Андреас быстро — сердце вздрогнуло радостью — прикрыл за собой дверь и пошел быстро, чуть пригибаясь вперед, словно от ветра, и запахиваясь в плащ; пошел по улицам в зимнем сером городском утре…
Вокруг не было ни одного человека…
В тот день, когда отец пригласил Андреаса к себе, мать проводила сына до двери; и все что-то говорила ему, что он одет не так тепло, как надо бы. Перед уходом он сказал ей, чтобы она легла отдохнуть. Когда он ушел, мать стоя у двери, уже запертой, чутко прислушивалась к его шагам, как он спускался по лестнице. В этот день ей было так беспокойно. Когда шаги сына совсем затихли, уже не было слышно их, он уже шел на улице; тогда она решила послушаться его и прилечь. Она прилегла в своей комнате, но это тревожное беспокойство не давало ей лежать. Она встала и пошла в комнату Андреаса. Там ей показалось неприбрано и она принялась непоседливо оправлять покрывало на кровати, переставлять с места на место какие-то вещицы, ощупывать ладонью скатерть на столе и подоконник — нет ли пыли… После пошла на кухню, но вдруг вспомнила, что Андреас сегодня обедает у отца. Она задумалась, будет ли сын ужинать, когда вернется; начать ли готовить ему ужин сейчас, или позже… Вдруг оказалось, что она не может ни на что решиться; так и не было ясно: готовить сейчас ужин или подождать; будет ли ужинать Андреас, когда вернется от отца; или его там так сытно накормят, что ему уже и не будет хотеться есть… И эта странная вязкая неразрешимость вроде бы простых вопросов еще более усиливала это ее настроение тревожно-непоседливое… Она остановилась в кухне у двери и не решалась уйти в комнату, в свою комнату или в комнату Андреаса; не решалась пройти в кухню и хотя бы присесть на табурет… Стояла неподвижно у двери и наконец на этом успокоилась; решив, что вот так и постоит; и ничего другого делать ей не надо. Это решение принесло облегчение. Она постояла некоторое время; затем, не думая, надо ли это делать, прошла вперед и села на табурет у стола. Было теперь даже и приятно вот так сидеть и знать, что ничего не надо делать, ни на что не надо решаться…

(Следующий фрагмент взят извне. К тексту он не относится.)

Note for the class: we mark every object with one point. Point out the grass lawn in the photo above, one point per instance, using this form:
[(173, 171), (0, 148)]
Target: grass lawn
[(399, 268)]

Елена открыла глаза. Было больно шее, рука затекла. Она так и задремала на табурете у стола, положив голову правым ухом на руку, согнутую в локте, так что ладонь свесилась. Теперь Елена подняла голову, опустила руку и пошевелила ладонью. Уху тоже было больно. Несколько мгновений ее занимали эти болезненные ощущения; из острых они постепенно преобразились в тупо ноющие, а после и совсем исчезли. Тотчас она вдруг поняла, увидела, что в кухне совсем темно и в окно глядит зимняя темнота. Уже совсем поздно. В ее сознании эта темнота позднего зимнего вечера соединилась с внезапной тревогой за сына. Она быстро поднялась и быстро пошла из кухни, и громко звала:
— Андреас! Андреас!..
Она вошла в его комнату и позвала тревожно:
— Андреас!..
Нет, не откликнулся.
Его еще не было дома.
Но ей тревожно показалось, что уже совсем поздно, что он еще никогда не приходил так поздно. Обычно она боялась вечером отворять дверь, боялась грабителей и разбойников, хотя в городе редко случались какие-нибудь страшные происшествия. У Андреаса был ключ, и когда он поздно возвращался, он отпирал дверь своим ключом.
Но вот сейчас нерассуждающая отчаянная тревога погнала ее к двери. Досадуя на свои пальцы, которые вдруг стали дрожать, и на ключ, который туго поворачивался; она наконец справилась с замком, нетерпеливо откинула щеколду и выбежала на темную лестницу. Теперь она бежала по ступенькам, как будто уже знала… Бежала без страха, оставив за собой распахнутую дверь, даже не прикрыла ее.